I’m reminded of the point Aleksandr Solzhenitsyn makes several times in Two Hundred Years Together: Jews the world over may not have liked the Bolsheviks, but they supported them because they saw Bolshevism as the lesser evil compared to the Czars. It didn’t matter that the Soviets were objectively more violent and oppressive than the Czars. It didn’t matter that the Bolsheviks murdered around 20 million white people [6] prior to World War II in the Holodomor, the Great Terror, and in the Gulag Archipelago. It also didn’t matter that around 1.5 million Soviet Jews [7] were murdered by Stalin’s government. No, what mattered was opposing traditionalistic, nationalistic, ethnocentric white people — as if they’re the root of all evil.

Liberal Diaspora Jews were like this a century ago, and they are like this today. This is a very simple and direct explanation for why such Jews continue to support organizations like the SPLC despite all the evidence amassed by O’Neil. And the only way to beat the SPLC’s anti-white identity politics is through not only pro-white identity politics but anti-Jewish identity politics as well. Of course, I am not advocating violence; instead, I am advocating for whites to be as anti-Jewish as the SPLC and similar groups are anti-white. This, to me, is common sense. With enough whites self-identifying as a racial group and distrusting the SPLC because it is loaded with Jewish money and populated disproportionately by Jews, the SPLC’s influence and power in our society will dissipate overnight. Just as Russian civilization was on the line a century ago, all of Western civilization is on the line today. The stakes could not be higher. Anti-Semitism may be an ugly word for many, but I would rather resist the world-ending degeneracy promised by the SPLC and be considered anti-Semitic than yield to it and be considered philo-Semitic. A stark choice, yes. I do hope it never comes down to that, but I am afraid it will.

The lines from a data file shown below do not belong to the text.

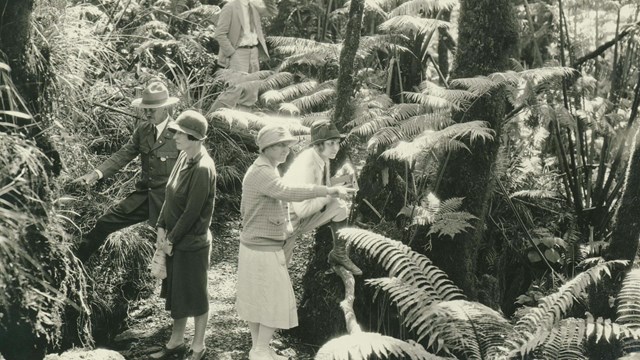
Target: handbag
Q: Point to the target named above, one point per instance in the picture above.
(158, 265)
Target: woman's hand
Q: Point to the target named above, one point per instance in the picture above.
(341, 192)
(161, 238)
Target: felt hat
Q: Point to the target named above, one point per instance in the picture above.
(192, 123)
(273, 134)
(154, 96)
(323, 130)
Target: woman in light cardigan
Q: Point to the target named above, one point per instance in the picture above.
(265, 296)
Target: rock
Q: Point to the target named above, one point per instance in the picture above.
(133, 334)
(81, 354)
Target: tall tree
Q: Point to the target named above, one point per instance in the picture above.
(30, 79)
(487, 37)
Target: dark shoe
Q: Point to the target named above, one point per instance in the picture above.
(338, 255)
(166, 352)
(192, 355)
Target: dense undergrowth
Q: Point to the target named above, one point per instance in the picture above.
(559, 175)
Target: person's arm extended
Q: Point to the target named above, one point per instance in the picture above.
(123, 156)
(222, 30)
(272, 185)
(198, 193)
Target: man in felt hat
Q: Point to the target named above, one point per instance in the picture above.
(158, 154)
(239, 33)
(311, 166)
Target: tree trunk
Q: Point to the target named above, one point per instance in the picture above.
(30, 81)
(487, 38)
(320, 315)
(344, 88)
(626, 225)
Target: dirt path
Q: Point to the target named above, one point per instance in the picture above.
(227, 337)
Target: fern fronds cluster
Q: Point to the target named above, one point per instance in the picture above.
(430, 304)
(628, 310)
(534, 327)
(362, 345)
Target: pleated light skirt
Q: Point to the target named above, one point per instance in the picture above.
(186, 287)
(264, 290)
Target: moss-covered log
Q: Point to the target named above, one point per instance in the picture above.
(487, 37)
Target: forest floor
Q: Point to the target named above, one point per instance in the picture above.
(227, 337)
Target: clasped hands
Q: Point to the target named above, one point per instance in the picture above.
(89, 178)
(162, 243)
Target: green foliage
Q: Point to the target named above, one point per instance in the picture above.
(361, 345)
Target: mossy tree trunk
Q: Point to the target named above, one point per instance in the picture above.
(487, 38)
(320, 315)
(30, 79)
(626, 226)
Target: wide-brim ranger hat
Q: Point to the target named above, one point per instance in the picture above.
(191, 123)
(323, 130)
(274, 134)
(154, 96)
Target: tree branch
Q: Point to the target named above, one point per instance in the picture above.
(602, 48)
(349, 295)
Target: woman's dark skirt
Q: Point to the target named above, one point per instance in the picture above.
(185, 288)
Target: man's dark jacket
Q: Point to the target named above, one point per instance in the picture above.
(157, 157)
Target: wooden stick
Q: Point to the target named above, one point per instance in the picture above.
(349, 295)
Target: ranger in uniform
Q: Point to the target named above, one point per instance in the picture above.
(158, 154)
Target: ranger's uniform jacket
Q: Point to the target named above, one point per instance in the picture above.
(157, 157)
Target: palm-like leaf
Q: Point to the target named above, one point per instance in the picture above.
(414, 7)
(364, 345)
(289, 92)
(628, 311)
(402, 262)
(408, 24)
(308, 102)
(533, 328)
(248, 120)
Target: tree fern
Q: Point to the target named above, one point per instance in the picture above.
(364, 345)
(408, 24)
(404, 263)
(249, 120)
(627, 310)
(388, 43)
(533, 328)
(307, 102)
(414, 7)
(289, 92)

Of course, all of this goes right past Tyler O’Neil. He’d rather reform the SPLC than remove it. By refusing to fight fire with fire (or, in this case, anti-white racism with anti-Jewish racism), O’Neil keeps his most potent weapons shelved, while the SPLC shelves nothing in its attempts to “destroy” the Right. This is why I consider conservative Christians to be weak and somewhat untrustworthy allies with the Dissident Right. Yes, it is nice that we share a similar enemy in the Left. And it is nice that Tyler O’Neil wrote this book. But conservative Christians really don’t want to fight the Left. By tacitly accepting the Left’s lie of racial egalitarianism, they wish ultimately to make a separate peace with the Left — and then throw the Dissident Right under the bus.

As much as I appreciate Making Hate Pay for its attacks on the SPLC, I found nothing in it suggesting that Tyler O’Neil would do otherwise.